Well, that's about it for now, talk to you soon.  Burnie

Saturday, March 15, 2014

Hi, it's me Crash.  That picture of me is from a long time ago, when I was young.  I can't jump that high anymore.  It was so much fun to be able to look down on everyone and make them worry that I was going to jump down on them.  Maybe with a little practice I can do that again.
 
Speaking of jumping, this week I did something I used to do.  I was able to jump into mom's big bathtub and run around in it.  There was no water in the tub, so it was fun.
 
I heard that something was done with the clocks that makes it stay light longer in the day.  This may be good for some people, but we cats don't like it.  It's so dark in the morning that mom sleeps later and we have to go wake her up.  You know, we get hungry and we can't open the cans of food ourselves.
 
We've had some sunny days and I've been able to luxuriate in the sun.  One of these days, Mom will open the door and let the sun come in the stormdoor.  I like that, it's so nice and warm. 
 
Well, that's about it for now.  I think I'll jump onto the windowsill and watch the world go by.  Maybe someone will walk their dog past my house and I can growl and hiss and scare the dog.  Or, maybe not.  I may just take a nap in the sun.
 
Talk to you soon.

Saturday, March 8, 2014


Oh, Hi!  It's me, Burnie.  I don't know whether to feel angry, jealous or sad today.

Mom went to the store to buy some snacks for Crash and me.  That was good, but she usually buys us each a toy when she goes to this store.  Today, she didn't.  She said that we have enough toys.  I don't think you can ever have enough toys.

Then, she went on and on about this cute little puppy she met.  She said the puppy was so friendly and furry, just like me.  Mom also said that if she were to get a dog (can you believe it, a DOG), she would get a St. Bernard just like the one she saw today.  She thinks they are soooo cute.  I've seen pictures of St. Bernards and I think they would think that I'm sooo delicious.  I'm sure glad mom didn't buy me a St. Bernard today.

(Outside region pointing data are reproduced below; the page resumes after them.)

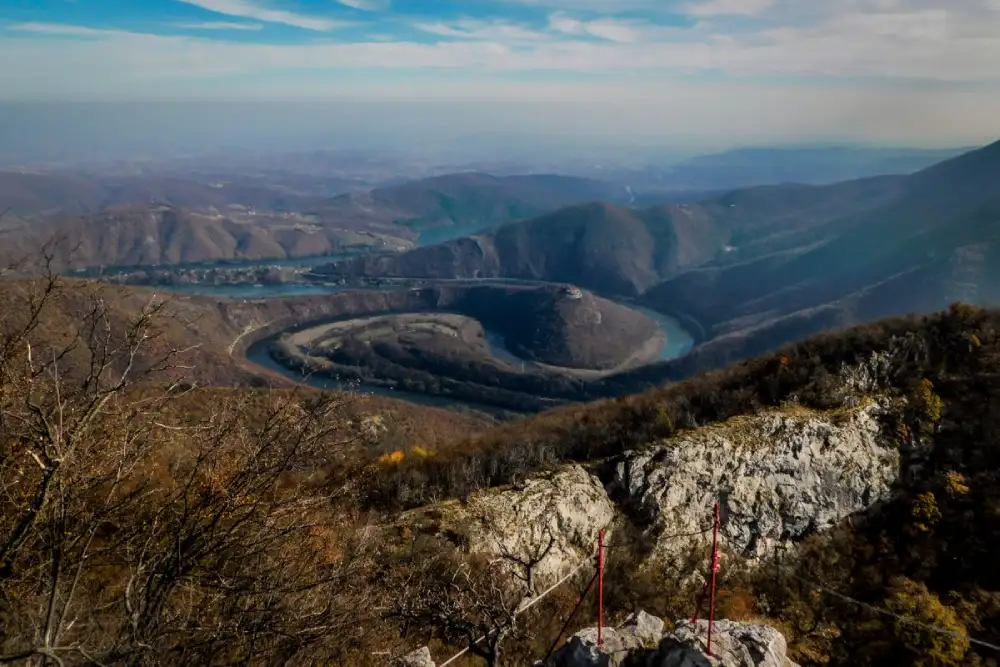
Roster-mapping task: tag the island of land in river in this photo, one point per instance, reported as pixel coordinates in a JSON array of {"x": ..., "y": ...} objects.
[{"x": 520, "y": 345}]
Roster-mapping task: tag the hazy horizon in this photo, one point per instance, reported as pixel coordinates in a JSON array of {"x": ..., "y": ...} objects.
[{"x": 690, "y": 76}]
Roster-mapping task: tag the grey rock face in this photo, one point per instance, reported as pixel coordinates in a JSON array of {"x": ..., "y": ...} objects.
[
  {"x": 568, "y": 508},
  {"x": 778, "y": 476},
  {"x": 419, "y": 658},
  {"x": 733, "y": 645},
  {"x": 647, "y": 628},
  {"x": 582, "y": 650}
]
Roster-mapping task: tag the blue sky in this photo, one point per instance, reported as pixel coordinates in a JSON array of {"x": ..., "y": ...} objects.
[{"x": 812, "y": 67}]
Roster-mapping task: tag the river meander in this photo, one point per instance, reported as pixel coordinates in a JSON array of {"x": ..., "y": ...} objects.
[{"x": 678, "y": 340}]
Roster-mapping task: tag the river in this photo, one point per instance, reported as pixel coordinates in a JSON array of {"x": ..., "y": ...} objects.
[{"x": 678, "y": 340}]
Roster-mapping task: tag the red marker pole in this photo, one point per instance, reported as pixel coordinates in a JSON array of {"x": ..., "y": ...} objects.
[
  {"x": 600, "y": 588},
  {"x": 715, "y": 569}
]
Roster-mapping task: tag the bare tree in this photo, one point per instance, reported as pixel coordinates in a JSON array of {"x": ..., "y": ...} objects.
[
  {"x": 522, "y": 556},
  {"x": 471, "y": 602},
  {"x": 134, "y": 533}
]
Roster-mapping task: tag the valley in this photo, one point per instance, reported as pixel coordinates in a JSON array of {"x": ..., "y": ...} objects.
[{"x": 453, "y": 418}]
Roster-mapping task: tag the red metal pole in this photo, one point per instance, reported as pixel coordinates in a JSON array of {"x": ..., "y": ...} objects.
[
  {"x": 600, "y": 588},
  {"x": 715, "y": 569}
]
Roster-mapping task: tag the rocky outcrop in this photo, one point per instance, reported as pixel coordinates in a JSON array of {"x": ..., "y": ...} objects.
[
  {"x": 778, "y": 476},
  {"x": 733, "y": 645},
  {"x": 419, "y": 658},
  {"x": 555, "y": 517}
]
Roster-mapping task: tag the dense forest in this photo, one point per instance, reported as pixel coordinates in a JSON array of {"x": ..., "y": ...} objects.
[{"x": 146, "y": 521}]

Mom, also saw a lot of little kittens up for adoption.  She thought they were so cute too.  She didn't adopt any though.  I'm glad because I don't think Crash would like another cat.  She barely likes having me around.

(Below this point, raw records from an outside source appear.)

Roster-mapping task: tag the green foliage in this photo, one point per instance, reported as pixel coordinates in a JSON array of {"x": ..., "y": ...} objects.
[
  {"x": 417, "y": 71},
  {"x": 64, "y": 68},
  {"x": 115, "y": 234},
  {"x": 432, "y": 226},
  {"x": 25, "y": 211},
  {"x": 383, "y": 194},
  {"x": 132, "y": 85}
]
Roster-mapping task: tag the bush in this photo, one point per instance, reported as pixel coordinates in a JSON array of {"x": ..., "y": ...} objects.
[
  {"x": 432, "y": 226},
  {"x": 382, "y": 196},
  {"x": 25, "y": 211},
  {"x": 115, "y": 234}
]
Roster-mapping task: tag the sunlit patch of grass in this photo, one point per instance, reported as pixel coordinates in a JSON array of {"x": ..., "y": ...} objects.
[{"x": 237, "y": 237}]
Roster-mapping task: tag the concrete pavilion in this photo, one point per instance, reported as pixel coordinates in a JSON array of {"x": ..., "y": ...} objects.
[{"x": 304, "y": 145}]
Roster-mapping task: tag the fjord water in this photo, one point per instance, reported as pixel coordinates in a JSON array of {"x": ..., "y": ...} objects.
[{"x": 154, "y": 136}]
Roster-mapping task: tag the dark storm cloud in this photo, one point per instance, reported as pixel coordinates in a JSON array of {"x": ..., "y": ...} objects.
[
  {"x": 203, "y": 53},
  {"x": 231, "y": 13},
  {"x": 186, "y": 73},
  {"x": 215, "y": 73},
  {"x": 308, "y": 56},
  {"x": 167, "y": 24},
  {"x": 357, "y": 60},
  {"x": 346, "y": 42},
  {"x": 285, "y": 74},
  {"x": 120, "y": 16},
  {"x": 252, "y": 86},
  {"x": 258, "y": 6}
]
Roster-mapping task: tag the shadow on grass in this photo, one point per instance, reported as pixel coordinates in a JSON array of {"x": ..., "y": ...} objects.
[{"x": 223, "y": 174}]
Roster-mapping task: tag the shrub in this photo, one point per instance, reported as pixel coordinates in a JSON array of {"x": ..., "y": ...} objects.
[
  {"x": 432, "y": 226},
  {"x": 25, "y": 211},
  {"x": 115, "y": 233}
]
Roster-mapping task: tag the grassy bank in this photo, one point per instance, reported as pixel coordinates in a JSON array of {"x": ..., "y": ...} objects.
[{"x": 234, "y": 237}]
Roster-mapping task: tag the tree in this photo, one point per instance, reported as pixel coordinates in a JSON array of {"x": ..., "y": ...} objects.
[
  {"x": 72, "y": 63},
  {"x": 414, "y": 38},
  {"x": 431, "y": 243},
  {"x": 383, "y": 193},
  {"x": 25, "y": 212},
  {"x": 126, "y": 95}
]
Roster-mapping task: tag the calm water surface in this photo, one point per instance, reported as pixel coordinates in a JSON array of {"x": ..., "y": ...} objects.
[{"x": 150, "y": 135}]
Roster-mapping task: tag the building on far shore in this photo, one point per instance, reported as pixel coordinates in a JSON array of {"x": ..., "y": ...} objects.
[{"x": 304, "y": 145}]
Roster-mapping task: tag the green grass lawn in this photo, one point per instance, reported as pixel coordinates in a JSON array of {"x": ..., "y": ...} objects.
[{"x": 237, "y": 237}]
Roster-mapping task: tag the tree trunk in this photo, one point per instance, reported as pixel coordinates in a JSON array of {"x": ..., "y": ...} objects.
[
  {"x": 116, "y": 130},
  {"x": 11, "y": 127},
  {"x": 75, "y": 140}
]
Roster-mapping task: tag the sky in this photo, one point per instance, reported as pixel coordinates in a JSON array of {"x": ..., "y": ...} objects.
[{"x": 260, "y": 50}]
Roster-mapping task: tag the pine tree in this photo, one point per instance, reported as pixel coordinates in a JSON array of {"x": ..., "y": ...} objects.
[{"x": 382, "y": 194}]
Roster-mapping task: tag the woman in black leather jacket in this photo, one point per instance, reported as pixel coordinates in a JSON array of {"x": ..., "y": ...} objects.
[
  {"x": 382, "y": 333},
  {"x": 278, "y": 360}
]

Anyway, mom bought us lots of snacks and food.  I don't have to worry about going hungry for a couple of weeks.  Thanks mom, even though you didn't buy me a toy.

Wednesday, March 5, 2014

Same Words Different Meanings

Back when I was younger and working and living in Queens, I would often hear about someone's going into rehab.  Back then, rehab meant that you had a substance abuse problem and had to deal with it.

When I moved into this senior community, I was constantly hearing about someone going into rehab.  It made me wonder what kind of community I had gotten into.  Gradually, it began to dawn on me that rehab, to a senior, meant something totally different.  Rehab is just an exercise program for after surgery to replace a knee, hip, etc.

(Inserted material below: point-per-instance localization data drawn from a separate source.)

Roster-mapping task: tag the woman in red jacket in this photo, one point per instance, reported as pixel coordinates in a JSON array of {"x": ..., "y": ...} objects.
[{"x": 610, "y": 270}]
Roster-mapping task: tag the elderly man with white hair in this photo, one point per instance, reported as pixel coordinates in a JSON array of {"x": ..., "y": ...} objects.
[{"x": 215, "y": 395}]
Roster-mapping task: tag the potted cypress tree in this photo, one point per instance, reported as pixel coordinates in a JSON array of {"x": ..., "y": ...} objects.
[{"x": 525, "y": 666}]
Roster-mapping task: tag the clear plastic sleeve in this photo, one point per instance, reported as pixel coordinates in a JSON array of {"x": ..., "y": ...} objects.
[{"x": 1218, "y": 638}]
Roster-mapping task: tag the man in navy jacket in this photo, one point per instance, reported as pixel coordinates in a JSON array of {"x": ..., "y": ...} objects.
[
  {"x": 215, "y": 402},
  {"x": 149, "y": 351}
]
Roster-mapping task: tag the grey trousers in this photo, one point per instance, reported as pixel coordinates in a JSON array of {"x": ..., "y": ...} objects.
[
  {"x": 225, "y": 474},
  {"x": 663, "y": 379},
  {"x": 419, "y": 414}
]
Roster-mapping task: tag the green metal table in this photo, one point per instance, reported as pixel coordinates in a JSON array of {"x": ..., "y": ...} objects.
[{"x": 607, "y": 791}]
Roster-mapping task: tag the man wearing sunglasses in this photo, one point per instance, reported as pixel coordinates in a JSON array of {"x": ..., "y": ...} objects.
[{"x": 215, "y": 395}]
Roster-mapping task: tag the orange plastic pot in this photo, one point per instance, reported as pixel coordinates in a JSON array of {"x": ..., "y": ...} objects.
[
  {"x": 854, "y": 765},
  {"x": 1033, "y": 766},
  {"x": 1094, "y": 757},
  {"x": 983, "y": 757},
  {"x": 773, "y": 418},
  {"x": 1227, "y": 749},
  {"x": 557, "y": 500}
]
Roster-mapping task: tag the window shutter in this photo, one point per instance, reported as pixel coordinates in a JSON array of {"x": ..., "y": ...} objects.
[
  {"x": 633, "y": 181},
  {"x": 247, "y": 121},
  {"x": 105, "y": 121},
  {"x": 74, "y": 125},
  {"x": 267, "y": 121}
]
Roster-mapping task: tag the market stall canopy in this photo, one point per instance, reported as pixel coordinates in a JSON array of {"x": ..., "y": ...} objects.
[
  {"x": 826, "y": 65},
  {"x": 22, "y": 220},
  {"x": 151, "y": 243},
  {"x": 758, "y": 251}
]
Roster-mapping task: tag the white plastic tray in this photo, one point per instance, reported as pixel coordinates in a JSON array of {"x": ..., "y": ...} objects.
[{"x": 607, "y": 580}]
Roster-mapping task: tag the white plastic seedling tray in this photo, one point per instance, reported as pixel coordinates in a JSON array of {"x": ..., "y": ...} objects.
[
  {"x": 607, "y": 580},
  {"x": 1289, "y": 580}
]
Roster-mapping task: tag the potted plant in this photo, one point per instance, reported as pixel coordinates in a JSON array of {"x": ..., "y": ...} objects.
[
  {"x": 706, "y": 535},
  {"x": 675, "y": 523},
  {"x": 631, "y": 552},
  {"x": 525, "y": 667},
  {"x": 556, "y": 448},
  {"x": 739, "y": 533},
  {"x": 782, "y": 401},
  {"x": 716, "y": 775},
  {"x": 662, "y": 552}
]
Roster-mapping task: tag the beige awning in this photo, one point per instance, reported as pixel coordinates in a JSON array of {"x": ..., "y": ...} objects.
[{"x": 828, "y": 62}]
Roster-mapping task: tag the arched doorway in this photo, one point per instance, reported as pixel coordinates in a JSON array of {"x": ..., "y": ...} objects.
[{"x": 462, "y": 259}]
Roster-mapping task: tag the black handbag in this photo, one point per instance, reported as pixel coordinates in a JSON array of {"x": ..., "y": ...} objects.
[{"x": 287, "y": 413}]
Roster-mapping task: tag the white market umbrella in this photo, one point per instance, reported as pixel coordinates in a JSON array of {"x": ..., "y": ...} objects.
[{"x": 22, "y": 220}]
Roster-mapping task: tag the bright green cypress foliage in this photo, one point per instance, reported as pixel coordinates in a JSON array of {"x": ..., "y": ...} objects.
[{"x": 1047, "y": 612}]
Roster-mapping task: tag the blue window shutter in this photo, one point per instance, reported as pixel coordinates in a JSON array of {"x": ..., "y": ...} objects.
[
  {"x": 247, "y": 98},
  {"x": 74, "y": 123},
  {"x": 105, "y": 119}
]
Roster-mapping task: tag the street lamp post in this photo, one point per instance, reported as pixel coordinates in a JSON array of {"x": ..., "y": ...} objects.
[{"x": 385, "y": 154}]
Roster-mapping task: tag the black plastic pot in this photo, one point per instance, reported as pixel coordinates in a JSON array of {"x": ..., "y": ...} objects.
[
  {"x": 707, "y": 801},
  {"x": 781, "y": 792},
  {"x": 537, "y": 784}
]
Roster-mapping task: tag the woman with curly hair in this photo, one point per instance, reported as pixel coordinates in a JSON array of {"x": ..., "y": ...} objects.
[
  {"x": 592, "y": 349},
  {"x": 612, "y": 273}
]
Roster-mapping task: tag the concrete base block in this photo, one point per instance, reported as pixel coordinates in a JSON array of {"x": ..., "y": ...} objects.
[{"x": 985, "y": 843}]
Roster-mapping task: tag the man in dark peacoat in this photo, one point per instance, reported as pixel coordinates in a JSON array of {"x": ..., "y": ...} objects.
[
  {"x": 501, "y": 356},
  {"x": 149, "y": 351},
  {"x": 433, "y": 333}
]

That brings me to the next word that needed correction in my mind.  Again, when I was young, if someone was going for therapy, they needed some help sorting out problems.

In my senior community, therapy is something completely different.  Therapy is a physical thing, something that follows rehab.  In therapy, you work on your new knee or hip, or slipped disc, or even a chronic ache or pain that keeps you from enjoying your life.

Here, it seems as everyone is now in therapy, has been in therapy, or is planning on therapy.  I'm no exception.  I've been in therapy twice, once for my back and now for my shoulder.  It works, and as far as I know, my mind is fine and I don't need therapy for that.

I find it interesting that one word can mean two completely different things depending on your age and contacts.

Sunday, March 2, 2014

The Oscars

i'm sitting here watching the Oscars and every year I get annoyed over the same thing.

Will someone PLEASE tell these celebrities that it is NOT proper to applaud yourself. I had thought it was only young performers who didn't know any better, but tonight I saw Bruce Dern applaud when his name was mentioned.

Maybe they all need a lesson in how to behave when people are saying how good you are.  A little humility please.